Na semana passada fiz 13 anos e ela diz-me coisas que não dizia antes. Ela fez o 12.º ano com nota para Medicina e todos os cursos, mas os meus avós viviam longe de Lisboa e não podiam pagar-lhe o quarto e os estudos.

Discorda do meu pai quanto aos políticos. Não os trata por doutores e tem humor. Está sempre a ver se eu a percebo. Há três anos, quando a Rússia invadiu a Ucrânia, onde havia guerra civil há 10, o meu pai, durante o jantar, quando acabou de comer a salada russa, de que gosta muito, e disse: ainda bem que fizeste salada ucraniana!
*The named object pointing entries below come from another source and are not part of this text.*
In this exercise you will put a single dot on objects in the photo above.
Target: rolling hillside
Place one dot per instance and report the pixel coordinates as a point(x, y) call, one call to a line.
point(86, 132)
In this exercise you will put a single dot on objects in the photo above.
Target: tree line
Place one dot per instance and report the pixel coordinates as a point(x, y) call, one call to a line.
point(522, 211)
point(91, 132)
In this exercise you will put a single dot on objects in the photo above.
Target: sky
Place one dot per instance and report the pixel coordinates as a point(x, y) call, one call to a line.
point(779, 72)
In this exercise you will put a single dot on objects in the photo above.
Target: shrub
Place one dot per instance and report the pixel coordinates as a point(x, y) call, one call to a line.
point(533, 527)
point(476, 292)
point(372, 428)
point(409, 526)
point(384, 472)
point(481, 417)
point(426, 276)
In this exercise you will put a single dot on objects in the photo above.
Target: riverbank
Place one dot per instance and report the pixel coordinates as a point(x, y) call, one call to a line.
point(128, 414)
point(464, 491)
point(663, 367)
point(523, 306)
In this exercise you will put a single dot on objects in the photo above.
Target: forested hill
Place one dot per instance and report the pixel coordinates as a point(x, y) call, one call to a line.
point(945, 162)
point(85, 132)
Depois começou a dizer: quando o André for primeiro-ministro, as ruas, largos e praças 25 de Abril, passam a chamar-se Prof. Dr. André Ventura e, sorridente, vestiu o casaco a caminho do café. Ao fechar a porta, a minha mãe disse: para parvo só faltam penas. Eu tinha nove anos e só sabia que as pessoas não tinham penas. Agora já sei que, se só lhe faltavam penas, então já era. Agora é o Trump que diz as tolices dele. Aquilo pega-se!

Quanto ao deputado dos Açores, Miguel Arruda, delinquente mental, ela prefere brincar e dizer que ele rouba malas para levar a Maria Vieira às campanhas do Chega em São Miguel e trazê-la para Lisboa sem pagar bilhete e gritar milagre, porque se morre sem oxigénio.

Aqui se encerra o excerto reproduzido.